O documento destaca que os mísseis desenvolvidos pelo regime norte-coreano podem atingir não apenas a Coreia do Sul e o Japão, mas também territórios americanos, configurando uma ameaça direta e concreta.
O documento enfatiza o progresso acelerado nas capacidades de armamento nuclear norte-coreanas e alerta para uma ameaça real ao território estadunidense. Além disso, aponta que os mísseis atualmente em posse do país possuem potencial de ataque com armas convencionais e nucleares, elevando o risco de conflitos na região.

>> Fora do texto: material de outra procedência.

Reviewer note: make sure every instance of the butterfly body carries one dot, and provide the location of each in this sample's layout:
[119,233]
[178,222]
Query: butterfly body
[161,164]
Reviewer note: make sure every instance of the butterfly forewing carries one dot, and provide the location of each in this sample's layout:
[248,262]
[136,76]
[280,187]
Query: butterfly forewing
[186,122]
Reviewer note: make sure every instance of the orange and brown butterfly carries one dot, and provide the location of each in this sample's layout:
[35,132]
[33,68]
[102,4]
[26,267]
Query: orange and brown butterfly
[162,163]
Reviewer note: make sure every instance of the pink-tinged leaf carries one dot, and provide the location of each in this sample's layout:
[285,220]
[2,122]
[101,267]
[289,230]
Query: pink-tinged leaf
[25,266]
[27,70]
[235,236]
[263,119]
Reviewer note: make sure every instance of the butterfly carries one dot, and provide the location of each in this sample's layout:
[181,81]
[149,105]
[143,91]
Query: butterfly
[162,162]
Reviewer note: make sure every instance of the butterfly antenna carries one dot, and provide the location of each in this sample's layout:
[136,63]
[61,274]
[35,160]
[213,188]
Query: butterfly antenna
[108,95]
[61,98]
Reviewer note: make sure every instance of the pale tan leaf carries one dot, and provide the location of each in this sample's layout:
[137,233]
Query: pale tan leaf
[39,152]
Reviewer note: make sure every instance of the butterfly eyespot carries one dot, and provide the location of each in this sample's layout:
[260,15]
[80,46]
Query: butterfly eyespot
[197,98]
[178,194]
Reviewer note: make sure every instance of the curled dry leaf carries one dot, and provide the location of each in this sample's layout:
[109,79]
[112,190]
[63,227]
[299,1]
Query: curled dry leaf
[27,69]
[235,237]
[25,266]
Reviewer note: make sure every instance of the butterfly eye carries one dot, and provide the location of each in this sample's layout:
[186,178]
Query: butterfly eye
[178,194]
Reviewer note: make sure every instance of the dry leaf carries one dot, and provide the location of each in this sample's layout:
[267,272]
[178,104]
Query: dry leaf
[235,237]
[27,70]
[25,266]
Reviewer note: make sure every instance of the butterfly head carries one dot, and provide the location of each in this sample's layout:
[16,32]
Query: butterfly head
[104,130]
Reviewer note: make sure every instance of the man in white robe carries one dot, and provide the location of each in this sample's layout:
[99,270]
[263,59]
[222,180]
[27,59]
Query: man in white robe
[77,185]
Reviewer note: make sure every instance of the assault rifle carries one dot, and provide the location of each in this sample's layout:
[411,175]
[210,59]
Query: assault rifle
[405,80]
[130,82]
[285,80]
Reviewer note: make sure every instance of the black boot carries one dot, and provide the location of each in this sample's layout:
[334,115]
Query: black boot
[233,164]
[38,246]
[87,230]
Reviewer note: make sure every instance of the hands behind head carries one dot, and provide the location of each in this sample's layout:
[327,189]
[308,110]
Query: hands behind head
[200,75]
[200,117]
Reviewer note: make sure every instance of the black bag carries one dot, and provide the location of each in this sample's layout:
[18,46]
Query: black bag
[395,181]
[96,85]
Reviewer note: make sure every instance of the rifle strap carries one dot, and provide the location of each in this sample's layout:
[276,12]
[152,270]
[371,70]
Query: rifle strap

As respostas da Coreia do Norte não demoraram a aparecer.
A Agência Central de Notícias da Coreia (KCNA) criticou duramente as ações dos Estados Unidos, qualificando-as como irresponsáveis e prejudiciais à estabilidade na Península Coreana e à segurança de toda a região.
A KCNA também acusou Washington de incentivar a Coreia do Sul a seguir um caminho que pode transformá-la em um Estado quase nuclear, agravando a corrida armamentista global e aumentando a tensão entre as duas nações.
O aumento do poder bélico norte-coreano exige uma resposta urgente, que vai além de medidas defensivas, incluindo esforços diplomáticos para evitar uma escalada de hostilidades.
A intensificação da militarização na Ásia, alimentada pelas ações americanas, aumenta o clima de instabilidade e reforça a necessidade de soluções pacíficas.
A comunidade internacional deve atuar com atenção redobrada, uma vez que os desdobramentos dessa disputa colocam em risco a paz na região, exigindo uma abordagem coordenada para conter a ameaça crescente.